Маша, слыша это «тебе», вспоминая его равнодушие при виде ее сына, хотела спросить о цели его предложения прямо, но промолчала, потому что знала, что никогда не примет этого предложения, и знала почему.
У института она с большой неохотой оставила малыша с человеком, который даже не спросил, как она назвала сына. В деканате Маша написала заявление о переводе на заочное отделение, получила в бухгалтерии пособие на ребенка. Выйдя из института, заметила стоящую на скамейке коляску с Мотей и Игоря, сидящего рядом и увлеченно читающего какую-то газету.
— Мне подняться с тобой? — спросил Игорь, когда они подъехали к общежитию.
— А как же Мотя? — удивилась она.
— Мотя? — Игорь вопросительно посмотрел на Машу.
— Матвей, Матвей Максимович, — ничего не желая объяснять, почти с вызовом произнесла Маша и, взяв из машины пустую сумку, направилась в общежитие. — Я скоро! — бросила через плечо. — И хорошо, что он Максимович, а не Игоревич, — добавила она, но Игорь уже не расслышал ее слов.
Девчонок в комнате не оказалось, но Маша была рада этому.
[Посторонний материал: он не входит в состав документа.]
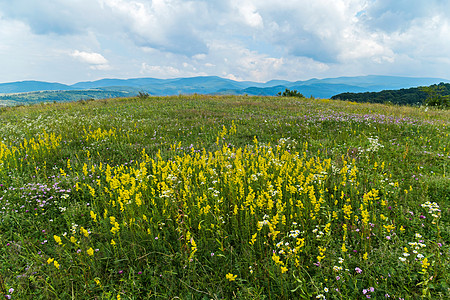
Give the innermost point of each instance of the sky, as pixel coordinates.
(68, 41)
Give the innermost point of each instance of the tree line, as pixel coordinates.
(437, 95)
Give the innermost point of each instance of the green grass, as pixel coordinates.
(204, 197)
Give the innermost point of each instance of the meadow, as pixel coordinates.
(224, 197)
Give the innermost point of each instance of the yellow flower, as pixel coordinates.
(425, 264)
(230, 277)
(94, 216)
(84, 232)
(90, 251)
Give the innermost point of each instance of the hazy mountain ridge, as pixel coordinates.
(104, 88)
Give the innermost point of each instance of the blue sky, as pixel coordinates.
(78, 40)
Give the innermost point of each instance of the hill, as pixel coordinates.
(411, 96)
(224, 197)
(319, 88)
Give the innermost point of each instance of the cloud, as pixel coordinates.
(248, 39)
(172, 26)
(95, 60)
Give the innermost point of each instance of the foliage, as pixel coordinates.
(289, 93)
(58, 96)
(412, 96)
(438, 95)
(224, 197)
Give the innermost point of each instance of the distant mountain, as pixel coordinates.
(319, 88)
(411, 96)
(32, 86)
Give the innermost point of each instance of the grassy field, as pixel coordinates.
(204, 197)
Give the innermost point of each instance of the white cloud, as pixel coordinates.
(248, 39)
(90, 57)
(95, 60)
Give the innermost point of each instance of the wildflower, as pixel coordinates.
(90, 251)
(230, 277)
(94, 216)
(84, 232)
(57, 239)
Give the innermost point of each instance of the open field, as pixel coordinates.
(204, 197)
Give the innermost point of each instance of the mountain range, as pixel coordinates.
(319, 88)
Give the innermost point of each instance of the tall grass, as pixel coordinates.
(209, 197)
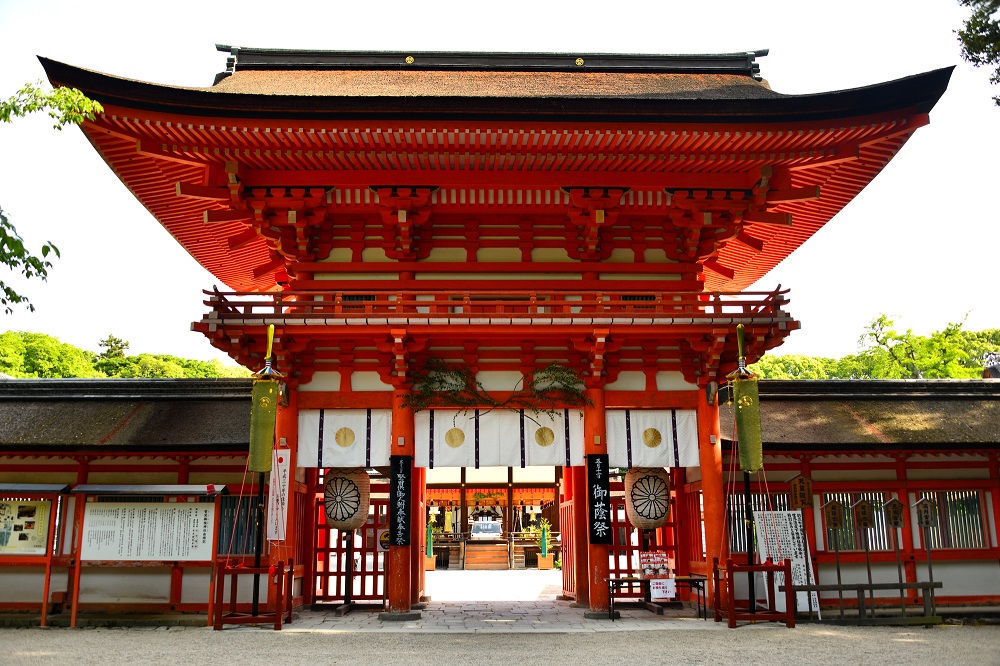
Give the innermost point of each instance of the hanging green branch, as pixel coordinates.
(438, 384)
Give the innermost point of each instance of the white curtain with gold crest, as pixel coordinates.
(652, 437)
(344, 437)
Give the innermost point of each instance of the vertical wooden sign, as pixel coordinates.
(833, 511)
(800, 493)
(926, 513)
(864, 514)
(599, 499)
(400, 480)
(894, 511)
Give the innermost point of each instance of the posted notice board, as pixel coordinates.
(148, 531)
(24, 527)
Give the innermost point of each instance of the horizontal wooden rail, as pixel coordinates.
(472, 305)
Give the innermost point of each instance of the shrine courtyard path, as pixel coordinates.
(509, 620)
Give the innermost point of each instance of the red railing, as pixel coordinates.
(473, 304)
Быстро собрав все свои вещи, вернулась в машину.
— Ты же уходила с одной сумкой, а вернулась с тремя. Ты сюда больше не вернешься? — удивился Игорь.
— Сюда я точно не вернусь! Я перевелась на заочное отделение, хотя сначала хотела взять академический отпуск, но Рогнеда Игоревна уговорила меня не терять год, обещала свою помощь на период сессии.
— У вас с ней полное взаимопонимание?
Маша увидела досаду в его глазах.
— Не надо так, — попросила Маша. — Она очень много для меня делает, без нее я бы просто пропала.
— Значит, ее помощь ты можешь принять, а мою — нет?
— Я принимаю и твою помощь!
— Я о другом!
— Игорь, давай не будем говорить об этом сейчас.
— А когда мы будем говорить об этом?
— Давай подождем. Вот подрастет Мотя…
Словно услышав свое имя, малыш завозился и заплакал. Маша вынула его из коляски и взяла на руки.
— Игорь, я покормлю Мотю, ты не обращай на нас внимания, пожалуйста.
— Может, мне остановиться? — предложил Игорь.
Маше очень хотелось, чтобы их путешествие поскорее закончилось, поэтому останавливаться она не захотела. Устроившись удобнее, дала сыну грудь и улыбнулась ему, видя с какой жадностью он начал сосать.
— Маш! Как я жалею, что не взял камеру! — услышала Маша восторженное сожаление Игоря. — Как ты сейчас красива!
— Смотри на дорогу! — почти резко сказала Маша. — Это в тебе говорит профессионал, и смотришь ты на меня профессиональным взглядом.